Once abandoned, Helen plots a more desperate course, which, like the story that inspired Machinal, ends in the electric chair. As there’s a world of difference between murdering your husband and knocking over a bakery, black Londoner Colin (Sheldon Best, tremendously winning) receives a rather lighter sentence, nine months in a juvenile detention facility. The higher-ups think he might show promise as a runner, and, as Colin wryly observes, “Running has always been a part of my life, especially as I was always running away from the police.”
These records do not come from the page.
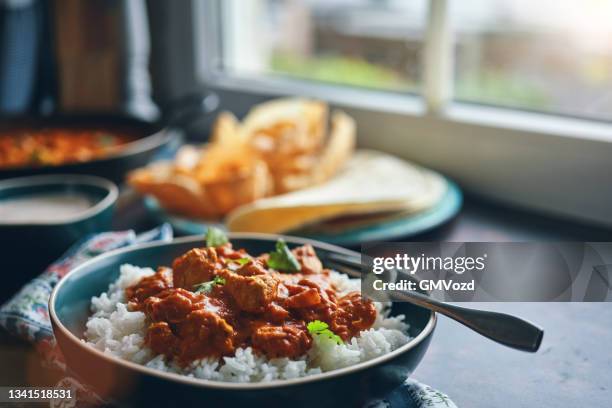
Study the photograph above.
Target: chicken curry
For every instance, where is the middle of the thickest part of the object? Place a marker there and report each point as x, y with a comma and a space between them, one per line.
57, 146
216, 299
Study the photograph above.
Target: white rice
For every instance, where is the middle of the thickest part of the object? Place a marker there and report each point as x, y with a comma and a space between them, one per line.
113, 329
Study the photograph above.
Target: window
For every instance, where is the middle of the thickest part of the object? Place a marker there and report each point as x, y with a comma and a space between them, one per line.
547, 55
364, 43
511, 98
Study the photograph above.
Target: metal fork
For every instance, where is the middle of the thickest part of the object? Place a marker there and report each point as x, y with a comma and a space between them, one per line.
505, 329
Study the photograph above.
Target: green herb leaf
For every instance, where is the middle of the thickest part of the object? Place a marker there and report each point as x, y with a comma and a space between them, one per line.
282, 259
321, 330
207, 287
215, 237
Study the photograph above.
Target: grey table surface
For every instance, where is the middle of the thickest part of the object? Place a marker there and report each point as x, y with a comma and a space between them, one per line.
573, 367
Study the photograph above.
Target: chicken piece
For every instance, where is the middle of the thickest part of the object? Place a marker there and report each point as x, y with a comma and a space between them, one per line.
194, 267
172, 305
307, 297
288, 340
149, 286
204, 333
254, 267
308, 260
161, 339
251, 293
354, 314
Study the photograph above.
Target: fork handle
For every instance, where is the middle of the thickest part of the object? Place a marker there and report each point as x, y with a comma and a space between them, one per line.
505, 329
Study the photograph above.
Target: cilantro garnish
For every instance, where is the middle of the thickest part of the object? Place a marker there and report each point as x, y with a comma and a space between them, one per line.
282, 259
321, 330
206, 287
215, 237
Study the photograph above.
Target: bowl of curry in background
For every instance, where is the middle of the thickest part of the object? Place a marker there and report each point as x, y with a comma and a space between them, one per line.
107, 146
137, 385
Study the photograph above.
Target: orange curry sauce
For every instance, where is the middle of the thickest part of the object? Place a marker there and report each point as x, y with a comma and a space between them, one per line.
56, 146
256, 306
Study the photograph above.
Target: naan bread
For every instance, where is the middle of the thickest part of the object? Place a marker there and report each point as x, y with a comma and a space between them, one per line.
372, 182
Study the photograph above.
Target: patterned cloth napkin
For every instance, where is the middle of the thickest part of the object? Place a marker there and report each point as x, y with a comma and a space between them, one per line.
26, 315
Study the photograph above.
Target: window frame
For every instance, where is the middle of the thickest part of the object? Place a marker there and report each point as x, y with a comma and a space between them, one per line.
534, 160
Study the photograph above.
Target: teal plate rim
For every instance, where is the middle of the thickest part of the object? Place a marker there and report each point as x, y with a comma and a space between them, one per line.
410, 225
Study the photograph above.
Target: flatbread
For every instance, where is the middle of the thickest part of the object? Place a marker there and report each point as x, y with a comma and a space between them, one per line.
372, 182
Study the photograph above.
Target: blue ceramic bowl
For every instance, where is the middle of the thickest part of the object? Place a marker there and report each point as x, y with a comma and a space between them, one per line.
29, 246
137, 385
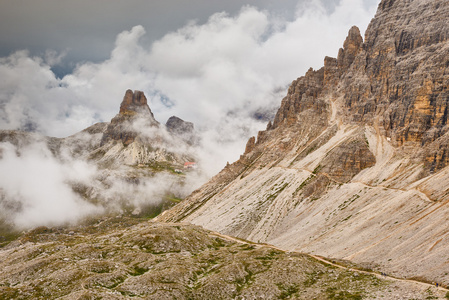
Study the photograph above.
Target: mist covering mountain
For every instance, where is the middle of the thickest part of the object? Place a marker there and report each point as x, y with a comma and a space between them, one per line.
353, 166
132, 165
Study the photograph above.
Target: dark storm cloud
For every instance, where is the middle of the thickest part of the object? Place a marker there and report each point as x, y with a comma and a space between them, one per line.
87, 29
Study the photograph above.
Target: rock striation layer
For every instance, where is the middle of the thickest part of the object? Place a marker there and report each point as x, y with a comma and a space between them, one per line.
355, 162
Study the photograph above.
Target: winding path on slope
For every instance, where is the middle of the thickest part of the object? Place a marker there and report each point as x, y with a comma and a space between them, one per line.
326, 261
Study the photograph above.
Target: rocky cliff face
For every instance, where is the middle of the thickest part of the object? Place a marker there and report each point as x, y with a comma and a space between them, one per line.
128, 158
354, 164
133, 107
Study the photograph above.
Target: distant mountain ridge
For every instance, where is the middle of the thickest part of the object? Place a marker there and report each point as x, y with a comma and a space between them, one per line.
355, 162
129, 153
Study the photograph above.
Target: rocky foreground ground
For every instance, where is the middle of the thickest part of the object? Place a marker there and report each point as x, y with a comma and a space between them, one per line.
121, 258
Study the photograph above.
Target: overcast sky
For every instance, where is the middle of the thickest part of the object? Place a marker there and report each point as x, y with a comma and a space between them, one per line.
65, 64
224, 65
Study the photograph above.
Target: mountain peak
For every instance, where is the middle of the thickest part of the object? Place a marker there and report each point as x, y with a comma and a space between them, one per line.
133, 107
134, 102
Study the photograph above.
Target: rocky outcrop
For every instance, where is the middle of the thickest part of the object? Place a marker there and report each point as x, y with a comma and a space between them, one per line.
123, 258
355, 162
182, 129
133, 108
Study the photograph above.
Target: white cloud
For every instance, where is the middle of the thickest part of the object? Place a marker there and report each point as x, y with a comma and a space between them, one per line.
36, 190
216, 75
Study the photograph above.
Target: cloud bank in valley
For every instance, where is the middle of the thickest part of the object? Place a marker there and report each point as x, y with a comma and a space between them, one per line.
227, 76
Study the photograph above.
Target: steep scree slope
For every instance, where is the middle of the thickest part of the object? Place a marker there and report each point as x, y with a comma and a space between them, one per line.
354, 164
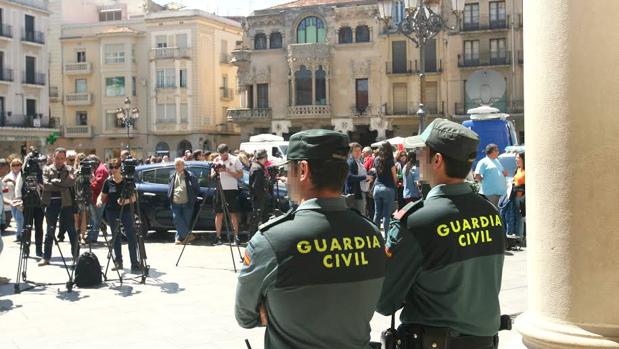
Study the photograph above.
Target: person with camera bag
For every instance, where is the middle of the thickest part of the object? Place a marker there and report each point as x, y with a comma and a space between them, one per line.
112, 196
58, 179
445, 253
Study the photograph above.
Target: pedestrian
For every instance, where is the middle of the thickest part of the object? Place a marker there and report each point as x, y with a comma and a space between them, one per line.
183, 192
12, 196
491, 174
58, 179
357, 181
385, 187
313, 276
101, 174
445, 259
229, 169
410, 179
115, 200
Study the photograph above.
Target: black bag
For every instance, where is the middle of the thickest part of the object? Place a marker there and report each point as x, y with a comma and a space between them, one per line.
88, 270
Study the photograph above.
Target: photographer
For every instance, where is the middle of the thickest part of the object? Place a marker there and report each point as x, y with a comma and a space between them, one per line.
111, 196
259, 189
58, 179
229, 169
183, 191
96, 185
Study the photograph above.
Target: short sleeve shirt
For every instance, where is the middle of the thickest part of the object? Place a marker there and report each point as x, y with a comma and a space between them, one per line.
493, 182
227, 181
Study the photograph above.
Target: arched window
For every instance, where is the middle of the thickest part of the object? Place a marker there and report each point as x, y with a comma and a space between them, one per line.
321, 86
362, 33
260, 42
276, 40
303, 86
311, 30
344, 35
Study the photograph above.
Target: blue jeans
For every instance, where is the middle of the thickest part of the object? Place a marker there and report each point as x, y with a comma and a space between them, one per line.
181, 215
383, 205
96, 215
53, 211
19, 219
127, 222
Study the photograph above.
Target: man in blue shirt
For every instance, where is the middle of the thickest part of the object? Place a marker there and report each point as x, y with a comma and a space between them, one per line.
491, 174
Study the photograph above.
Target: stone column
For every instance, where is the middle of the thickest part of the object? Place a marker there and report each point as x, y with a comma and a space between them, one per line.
572, 130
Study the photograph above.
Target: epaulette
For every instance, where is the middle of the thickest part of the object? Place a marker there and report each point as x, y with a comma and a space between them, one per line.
408, 209
277, 220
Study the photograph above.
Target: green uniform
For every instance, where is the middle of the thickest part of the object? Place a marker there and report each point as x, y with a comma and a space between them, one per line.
319, 271
445, 263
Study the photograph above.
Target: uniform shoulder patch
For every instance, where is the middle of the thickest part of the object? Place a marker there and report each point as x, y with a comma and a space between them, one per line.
408, 209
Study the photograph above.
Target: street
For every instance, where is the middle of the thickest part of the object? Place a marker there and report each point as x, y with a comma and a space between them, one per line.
189, 306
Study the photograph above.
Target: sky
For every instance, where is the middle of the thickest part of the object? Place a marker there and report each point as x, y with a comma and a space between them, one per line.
227, 7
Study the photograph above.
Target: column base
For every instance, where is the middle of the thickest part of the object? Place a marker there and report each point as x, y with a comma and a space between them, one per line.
544, 333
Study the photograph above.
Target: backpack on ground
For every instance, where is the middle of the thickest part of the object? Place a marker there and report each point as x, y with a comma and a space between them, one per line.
88, 271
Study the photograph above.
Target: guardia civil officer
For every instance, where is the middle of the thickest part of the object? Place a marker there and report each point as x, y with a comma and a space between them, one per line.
314, 275
445, 263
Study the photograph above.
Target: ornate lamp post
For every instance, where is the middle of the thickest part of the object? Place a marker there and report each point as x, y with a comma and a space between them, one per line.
128, 116
419, 24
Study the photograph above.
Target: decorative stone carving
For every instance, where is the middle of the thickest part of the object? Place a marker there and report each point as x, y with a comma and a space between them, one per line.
343, 125
279, 127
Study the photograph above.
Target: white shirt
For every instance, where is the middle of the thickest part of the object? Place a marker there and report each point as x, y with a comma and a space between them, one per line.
232, 164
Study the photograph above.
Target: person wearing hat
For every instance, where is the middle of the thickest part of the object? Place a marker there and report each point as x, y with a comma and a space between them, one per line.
445, 261
258, 190
314, 275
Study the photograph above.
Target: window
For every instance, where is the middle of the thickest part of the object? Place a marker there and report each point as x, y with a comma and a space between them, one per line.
80, 86
321, 86
81, 118
311, 30
115, 86
303, 86
471, 51
344, 35
110, 15
114, 53
276, 40
471, 17
81, 56
263, 95
361, 95
362, 33
183, 77
260, 42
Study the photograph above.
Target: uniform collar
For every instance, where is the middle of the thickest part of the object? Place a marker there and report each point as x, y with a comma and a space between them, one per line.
450, 189
330, 204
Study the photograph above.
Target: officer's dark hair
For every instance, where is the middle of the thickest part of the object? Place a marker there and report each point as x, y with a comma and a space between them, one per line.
326, 174
455, 168
490, 148
223, 148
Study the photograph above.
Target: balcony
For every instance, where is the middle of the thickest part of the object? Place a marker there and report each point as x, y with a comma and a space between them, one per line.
485, 23
170, 53
249, 114
74, 99
77, 68
32, 78
485, 59
6, 31
78, 131
226, 93
33, 37
309, 111
6, 74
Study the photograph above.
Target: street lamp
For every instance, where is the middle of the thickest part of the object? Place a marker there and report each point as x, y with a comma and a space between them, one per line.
419, 24
128, 116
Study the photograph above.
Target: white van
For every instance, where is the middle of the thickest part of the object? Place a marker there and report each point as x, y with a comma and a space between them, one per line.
276, 147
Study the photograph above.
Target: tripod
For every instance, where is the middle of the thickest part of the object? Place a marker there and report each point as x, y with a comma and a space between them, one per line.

Williams writes with conversational ease, Leah C. Gardiner directs with bracing efficiency, and the actors go about their work with verve and apparent pleasure. (That Best can give such a rousing performance while jogging at such speeds is its own biathlon.) So it takes some time to realize the striking structural and intellectual complexity of Loneliness. The script clearly meshes three distinct time scales — Colin’s pivotal race, his childhood and adolescence, and his meetings with Stevens (Todd Weeks), a seemingly kind but ultimately self-serving prison official.
An ambivalent play, Loneliness asks questions ultimately more troubling than those of Machinal, which telegraphs its inexorable end from the first scene. The drama culminates in a brazen act of defiance, which Colin performs in a necessary attempt to define himself as an individual. But in resisting the forces that would delimit and exploit him, he also cuts himself off from the one pursuit that fulfills him. Victory strands him on the wrong side of the finish line.